In a city where the car is king and public transport has been famously neglected, curious residents turned up in their tens of thousands to ride the short journey from central Los Angeles to the heart of old Hollywood and see what has been made out of billions of dollars of their tax money.

Superficially, at least, it was highly impressive. The new terminus, at the junction of Hollywood Boulevard and Vine Street, was decked out in pastiche Art Deco palm-tree columns in imitation of the famous Egyptian Theater a few blocks away. The ceiling was hung with hundreds of empty film reels, and two 1930s-era mounted film cameras greeted passengers streaming in and out of sleek, silent carriages.

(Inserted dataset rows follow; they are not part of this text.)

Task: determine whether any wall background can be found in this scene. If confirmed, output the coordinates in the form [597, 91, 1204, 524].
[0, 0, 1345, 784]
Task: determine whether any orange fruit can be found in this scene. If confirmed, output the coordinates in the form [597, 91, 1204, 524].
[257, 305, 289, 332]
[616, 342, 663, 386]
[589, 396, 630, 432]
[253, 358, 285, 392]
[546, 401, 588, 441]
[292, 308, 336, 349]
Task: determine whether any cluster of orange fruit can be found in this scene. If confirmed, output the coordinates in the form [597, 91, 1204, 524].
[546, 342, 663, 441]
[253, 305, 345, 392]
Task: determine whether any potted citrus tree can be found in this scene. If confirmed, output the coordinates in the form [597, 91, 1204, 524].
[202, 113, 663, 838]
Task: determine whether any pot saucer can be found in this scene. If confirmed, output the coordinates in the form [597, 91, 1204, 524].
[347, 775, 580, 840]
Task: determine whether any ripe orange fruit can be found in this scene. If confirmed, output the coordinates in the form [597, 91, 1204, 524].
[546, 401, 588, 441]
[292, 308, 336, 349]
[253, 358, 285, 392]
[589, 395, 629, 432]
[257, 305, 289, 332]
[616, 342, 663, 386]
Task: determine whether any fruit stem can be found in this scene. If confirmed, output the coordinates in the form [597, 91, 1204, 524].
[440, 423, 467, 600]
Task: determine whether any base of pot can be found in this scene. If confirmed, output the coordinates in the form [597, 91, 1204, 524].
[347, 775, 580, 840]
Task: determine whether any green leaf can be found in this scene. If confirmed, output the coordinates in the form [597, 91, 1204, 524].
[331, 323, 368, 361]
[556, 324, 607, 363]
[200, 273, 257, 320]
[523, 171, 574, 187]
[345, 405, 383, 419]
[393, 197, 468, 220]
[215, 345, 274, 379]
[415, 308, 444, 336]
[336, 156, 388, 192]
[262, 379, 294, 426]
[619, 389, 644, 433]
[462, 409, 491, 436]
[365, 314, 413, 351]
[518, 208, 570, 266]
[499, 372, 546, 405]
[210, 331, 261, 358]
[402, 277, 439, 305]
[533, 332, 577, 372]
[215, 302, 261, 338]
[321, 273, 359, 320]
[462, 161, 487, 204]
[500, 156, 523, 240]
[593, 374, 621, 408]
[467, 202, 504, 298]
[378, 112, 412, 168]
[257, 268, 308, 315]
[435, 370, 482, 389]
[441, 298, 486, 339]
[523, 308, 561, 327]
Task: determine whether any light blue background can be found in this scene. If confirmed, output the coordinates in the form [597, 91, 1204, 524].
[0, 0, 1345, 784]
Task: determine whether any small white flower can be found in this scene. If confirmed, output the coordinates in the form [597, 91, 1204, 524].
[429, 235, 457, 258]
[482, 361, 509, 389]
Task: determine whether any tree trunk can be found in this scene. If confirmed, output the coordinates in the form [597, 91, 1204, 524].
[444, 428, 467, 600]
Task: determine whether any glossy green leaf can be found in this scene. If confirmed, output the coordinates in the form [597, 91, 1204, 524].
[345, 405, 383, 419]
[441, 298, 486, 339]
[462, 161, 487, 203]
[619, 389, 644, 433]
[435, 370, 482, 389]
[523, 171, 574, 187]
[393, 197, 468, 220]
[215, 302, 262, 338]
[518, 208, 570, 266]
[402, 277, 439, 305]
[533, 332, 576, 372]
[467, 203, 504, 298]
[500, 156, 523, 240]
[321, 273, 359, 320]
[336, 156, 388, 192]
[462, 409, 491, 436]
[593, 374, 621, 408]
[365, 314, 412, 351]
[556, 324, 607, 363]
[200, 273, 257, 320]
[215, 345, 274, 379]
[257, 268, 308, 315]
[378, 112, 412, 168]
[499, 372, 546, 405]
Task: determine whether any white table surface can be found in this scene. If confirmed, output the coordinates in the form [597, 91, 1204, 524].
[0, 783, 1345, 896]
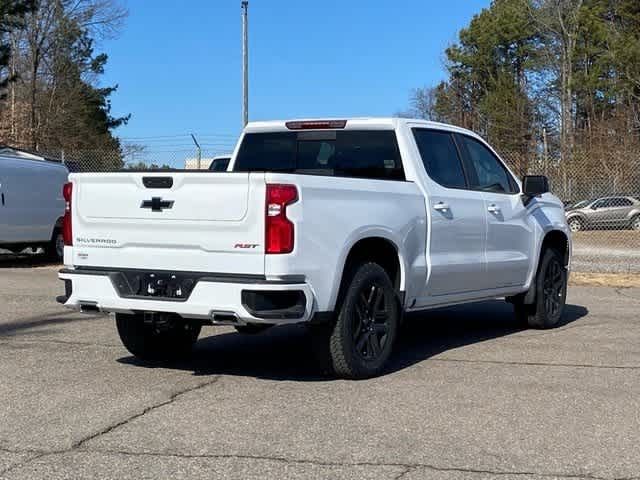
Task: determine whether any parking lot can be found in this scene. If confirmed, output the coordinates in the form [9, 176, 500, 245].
[0, 260, 640, 480]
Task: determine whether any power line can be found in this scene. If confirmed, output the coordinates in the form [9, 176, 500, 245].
[118, 133, 238, 141]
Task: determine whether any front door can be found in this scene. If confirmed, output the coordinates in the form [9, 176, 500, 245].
[456, 135, 534, 289]
[413, 128, 487, 300]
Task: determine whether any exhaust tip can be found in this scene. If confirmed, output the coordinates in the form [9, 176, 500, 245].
[211, 312, 238, 324]
[80, 302, 100, 313]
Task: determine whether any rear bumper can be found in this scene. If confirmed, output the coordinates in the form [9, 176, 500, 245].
[57, 269, 315, 325]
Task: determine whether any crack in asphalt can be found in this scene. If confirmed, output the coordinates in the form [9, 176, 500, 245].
[0, 336, 122, 348]
[429, 357, 640, 370]
[33, 449, 620, 480]
[0, 375, 221, 478]
[0, 438, 640, 480]
[613, 287, 640, 302]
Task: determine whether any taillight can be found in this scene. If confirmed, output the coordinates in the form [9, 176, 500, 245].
[264, 184, 298, 253]
[62, 183, 73, 247]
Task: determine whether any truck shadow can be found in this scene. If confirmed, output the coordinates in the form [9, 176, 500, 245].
[0, 253, 62, 269]
[118, 301, 588, 381]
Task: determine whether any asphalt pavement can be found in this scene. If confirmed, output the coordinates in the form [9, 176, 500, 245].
[0, 261, 640, 480]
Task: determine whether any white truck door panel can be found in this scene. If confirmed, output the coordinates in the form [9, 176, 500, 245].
[412, 128, 486, 305]
[484, 193, 535, 288]
[427, 190, 486, 296]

But after all the promises that greeted the launching of the subway project in 1986, the new line seemed paltry at best. The progress of the project equates to three inches an hour. It was also not clear how many people would use it.

The extension now provides Angelenos with 11.1 miles of track on the "Red Line". Next year, a further six miles are due to be added, taking the line past such tourist attractions as Mann's Chinese Theater and Universal Studios to its final destination on the southern rim of the San Fernando Valley.

That, however, will be it - the Metro Rail project has proved so slow, so scandal-ridden and so costly that the city recently voted to scrap all future work. At about $300m (pounds 187.5m) a mile, the Los Angeles underground has become the most expensive public transport system in the world. It attracts only 40,000 users a day, compared with nearly 3 million on New York's 277-mile system.

Los Angeles became a global symbol of hostility to public transport when automotive interests prevailed in the 1940s and hundreds of miles of tram and light rail track were torn up to free funds for the city's famous freeway system. Tom Bradley, LA's progressive mayor, dreamt of reversing that trend when he launched the Metro Rail project in the wake of the 1984 Los Angeles Olympics.

But the agency created to oversee the project, the Metropolitan Transit Authority, soon became mired in corruption scandals as hundreds of millions of dollars in local and federal money poured in.

Construction standards were so shoddy that parts of Hollywood began sinking at a rate of 10 inches a year. In 1995, an 80ft sinkhole opened up on Hollywood Boulevard, closing three blocks for more than a year and effectively sealing the Metro Rail's long-term fate.